On to the Haast and nowhere to land except upon another shingle strip in the Haast River. He had attracted the attention of the local resident, the late John Cron, and in true West Coast custom he came over upon his horse to aid a friend in need, doubled Bert across the river to his homestead, offered the customary hospitality, first, a White Pidgeon whisky and milk, and then from the wood fired stove where the kettle was never off the boil, his lovely wife brewed the traditional cuppa and presented homemade bread, fresh scones and homemade biscuits. Again Mercer’s message was given to the Cron family. They assured him that a paddock adjacent to the homestead would be made available. 

A 1935 photo of Haast Aerodrome with the Cron homestead... Photo : National Library... PA-Group-00080: Whites Aviation Ltd: Photographs

Link to more on Haast aerodrome

John Cron introduced his son Allan to Mercer. Allan told him of an area away up the Haast River where the Clarke and Landsborough Rivers met where he ventured up to and camped when deer stalking. He asked if Mercer thought it would be possible that an aeroplane could be put down in such a place.
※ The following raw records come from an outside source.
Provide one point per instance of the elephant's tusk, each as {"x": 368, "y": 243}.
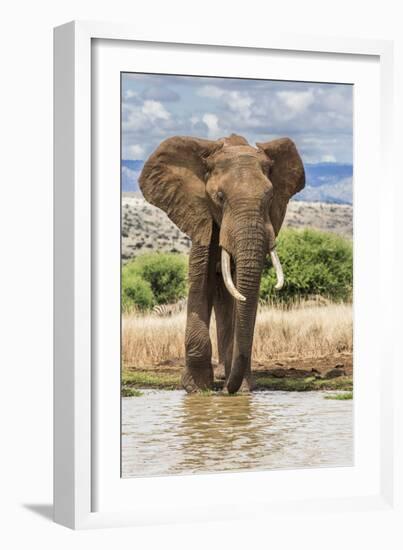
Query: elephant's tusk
{"x": 279, "y": 270}
{"x": 226, "y": 273}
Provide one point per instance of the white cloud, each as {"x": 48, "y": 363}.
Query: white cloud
{"x": 328, "y": 158}
{"x": 236, "y": 101}
{"x": 296, "y": 101}
{"x": 211, "y": 121}
{"x": 135, "y": 152}
{"x": 130, "y": 95}
{"x": 211, "y": 91}
{"x": 155, "y": 110}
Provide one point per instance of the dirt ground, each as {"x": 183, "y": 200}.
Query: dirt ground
{"x": 327, "y": 367}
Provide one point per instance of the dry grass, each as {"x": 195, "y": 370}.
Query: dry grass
{"x": 304, "y": 332}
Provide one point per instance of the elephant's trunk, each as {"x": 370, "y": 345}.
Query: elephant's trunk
{"x": 249, "y": 260}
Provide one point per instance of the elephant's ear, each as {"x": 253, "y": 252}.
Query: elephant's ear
{"x": 173, "y": 178}
{"x": 287, "y": 176}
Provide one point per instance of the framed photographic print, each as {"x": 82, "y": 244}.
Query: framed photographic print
{"x": 218, "y": 244}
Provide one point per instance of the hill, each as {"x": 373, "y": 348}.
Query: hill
{"x": 329, "y": 182}
{"x": 146, "y": 228}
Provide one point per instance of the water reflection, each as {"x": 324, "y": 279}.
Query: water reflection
{"x": 172, "y": 432}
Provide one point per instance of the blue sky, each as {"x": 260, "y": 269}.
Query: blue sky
{"x": 318, "y": 117}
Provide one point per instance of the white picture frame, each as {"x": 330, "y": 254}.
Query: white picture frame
{"x": 86, "y": 493}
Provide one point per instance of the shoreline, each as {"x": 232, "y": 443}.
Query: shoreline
{"x": 334, "y": 372}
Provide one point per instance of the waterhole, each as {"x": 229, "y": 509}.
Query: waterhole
{"x": 170, "y": 432}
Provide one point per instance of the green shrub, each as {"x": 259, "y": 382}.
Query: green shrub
{"x": 314, "y": 263}
{"x": 136, "y": 292}
{"x": 166, "y": 275}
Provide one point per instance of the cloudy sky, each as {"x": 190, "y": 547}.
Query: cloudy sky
{"x": 318, "y": 117}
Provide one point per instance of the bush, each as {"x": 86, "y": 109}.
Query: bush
{"x": 165, "y": 275}
{"x": 314, "y": 263}
{"x": 136, "y": 292}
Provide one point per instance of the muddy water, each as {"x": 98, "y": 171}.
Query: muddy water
{"x": 169, "y": 432}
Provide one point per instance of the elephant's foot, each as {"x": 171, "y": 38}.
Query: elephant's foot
{"x": 248, "y": 384}
{"x": 195, "y": 379}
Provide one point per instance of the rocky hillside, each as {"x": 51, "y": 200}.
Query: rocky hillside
{"x": 147, "y": 228}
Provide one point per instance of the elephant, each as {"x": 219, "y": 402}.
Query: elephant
{"x": 230, "y": 198}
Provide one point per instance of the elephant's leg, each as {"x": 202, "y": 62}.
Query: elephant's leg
{"x": 224, "y": 314}
{"x": 198, "y": 372}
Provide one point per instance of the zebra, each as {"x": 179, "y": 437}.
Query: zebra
{"x": 167, "y": 310}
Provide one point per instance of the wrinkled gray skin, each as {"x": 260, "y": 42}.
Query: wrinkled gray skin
{"x": 228, "y": 195}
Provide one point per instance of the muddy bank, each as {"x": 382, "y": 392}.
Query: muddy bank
{"x": 333, "y": 372}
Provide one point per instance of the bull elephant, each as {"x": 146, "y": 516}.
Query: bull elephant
{"x": 230, "y": 198}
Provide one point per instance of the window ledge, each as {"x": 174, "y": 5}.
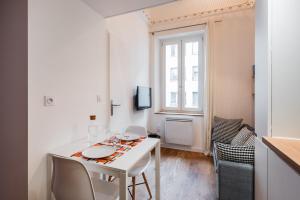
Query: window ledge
{"x": 198, "y": 114}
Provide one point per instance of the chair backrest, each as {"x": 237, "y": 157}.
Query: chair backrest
{"x": 139, "y": 130}
{"x": 70, "y": 180}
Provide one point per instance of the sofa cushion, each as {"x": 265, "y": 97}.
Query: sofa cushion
{"x": 225, "y": 130}
{"x": 250, "y": 141}
{"x": 239, "y": 154}
{"x": 241, "y": 137}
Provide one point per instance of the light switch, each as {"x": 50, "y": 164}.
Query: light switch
{"x": 98, "y": 99}
{"x": 49, "y": 101}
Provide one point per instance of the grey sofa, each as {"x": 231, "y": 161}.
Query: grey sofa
{"x": 235, "y": 181}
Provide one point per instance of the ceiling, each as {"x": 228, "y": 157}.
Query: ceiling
{"x": 184, "y": 8}
{"x": 108, "y": 8}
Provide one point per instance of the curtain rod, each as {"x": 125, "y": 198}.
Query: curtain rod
{"x": 153, "y": 32}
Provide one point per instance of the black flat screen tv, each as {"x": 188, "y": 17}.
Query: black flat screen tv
{"x": 143, "y": 98}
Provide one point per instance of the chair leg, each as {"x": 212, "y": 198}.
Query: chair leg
{"x": 133, "y": 188}
{"x": 147, "y": 185}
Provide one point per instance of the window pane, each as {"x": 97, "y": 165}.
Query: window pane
{"x": 191, "y": 69}
{"x": 171, "y": 59}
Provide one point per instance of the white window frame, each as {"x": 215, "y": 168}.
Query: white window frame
{"x": 180, "y": 41}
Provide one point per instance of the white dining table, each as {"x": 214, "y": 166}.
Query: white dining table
{"x": 118, "y": 168}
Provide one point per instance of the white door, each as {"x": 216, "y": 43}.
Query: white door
{"x": 118, "y": 91}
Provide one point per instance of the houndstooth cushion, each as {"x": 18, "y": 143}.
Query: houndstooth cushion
{"x": 225, "y": 129}
{"x": 241, "y": 137}
{"x": 250, "y": 141}
{"x": 239, "y": 154}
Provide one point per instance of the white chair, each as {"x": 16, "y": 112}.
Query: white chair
{"x": 71, "y": 181}
{"x": 140, "y": 167}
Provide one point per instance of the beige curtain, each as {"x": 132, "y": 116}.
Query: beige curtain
{"x": 208, "y": 83}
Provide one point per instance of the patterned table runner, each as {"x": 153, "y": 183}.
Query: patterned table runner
{"x": 122, "y": 148}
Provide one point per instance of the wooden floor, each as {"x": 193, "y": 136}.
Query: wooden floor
{"x": 184, "y": 176}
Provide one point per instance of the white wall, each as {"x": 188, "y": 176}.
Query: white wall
{"x": 233, "y": 57}
{"x": 129, "y": 67}
{"x": 285, "y": 69}
{"x": 67, "y": 59}
{"x": 262, "y": 70}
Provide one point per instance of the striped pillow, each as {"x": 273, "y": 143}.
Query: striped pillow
{"x": 225, "y": 129}
{"x": 241, "y": 137}
{"x": 250, "y": 141}
{"x": 239, "y": 154}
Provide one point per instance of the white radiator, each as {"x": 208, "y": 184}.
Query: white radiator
{"x": 179, "y": 131}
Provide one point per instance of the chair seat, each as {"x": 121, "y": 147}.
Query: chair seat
{"x": 140, "y": 166}
{"x": 104, "y": 190}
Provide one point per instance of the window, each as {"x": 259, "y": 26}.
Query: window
{"x": 195, "y": 73}
{"x": 173, "y": 98}
{"x": 173, "y": 74}
{"x": 182, "y": 63}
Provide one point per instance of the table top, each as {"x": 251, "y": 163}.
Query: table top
{"x": 123, "y": 163}
{"x": 286, "y": 148}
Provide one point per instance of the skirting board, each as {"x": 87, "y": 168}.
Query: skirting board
{"x": 184, "y": 148}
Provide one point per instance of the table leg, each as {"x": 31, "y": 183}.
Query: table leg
{"x": 157, "y": 171}
{"x": 123, "y": 185}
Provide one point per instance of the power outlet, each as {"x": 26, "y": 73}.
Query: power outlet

The cuppa finished, Mercer said to Allan let's go up and have a look at this spot. Out came two horses and back to the river where the aircraft was. John Cron took the horses back to the homestead and Mercer and Allan flew up river to the location. Bert expertly put the little Fox Moth down and he and Allan discussed the possible construction of a sleeping hut and separate cookhouse and refrigerator (West Coast style, a 40 gallon drum set in the ground). Yes!!! It was on, shooting parties could be brought into this place and Mercer again offered Allan and any parties he brought in to freight out the deer skins at 6d per pound. 

Back to the Cron Homestead where John Cron told Mercer of his great friend and neighbour Dinnie Nolan whom he felt sure would clear a paddock for him at Okuru. Out came the horses and they both rode down some 4 miles to meet the Nolan family. The White Pidgeon and the cuppa once more. Why, yes!!! Dinnie assured Mercer he would be only too grateful to have a paddock kept clear. 

Link to more on Okuru aerodrome

Dinnie and John mentioned to Mercer the Public Works Department were building a camp at Jacksons Bay from whence they would commence road construction and bridge building but at the moment the only way they got the supplies into the Bay was by the coastal vessel “Gael” which had to stand offshore while all cargo was taken ashore in the vessel's dinghies. The alert Mercer bade farewell to Dinnie and John and hopped into the little Fox Moth and promptly put her down upon the very narrow Jacksons Bay beach. Bert chatted with the PWD, got his message across, and again he was assured the beach would be regularly inspected. 

The landing places were all practical to Mercer’s careful judgement. It was on!!! So, back to Hokitika. Mercer had eleven points of call. Air Travel (NZ) was afloat.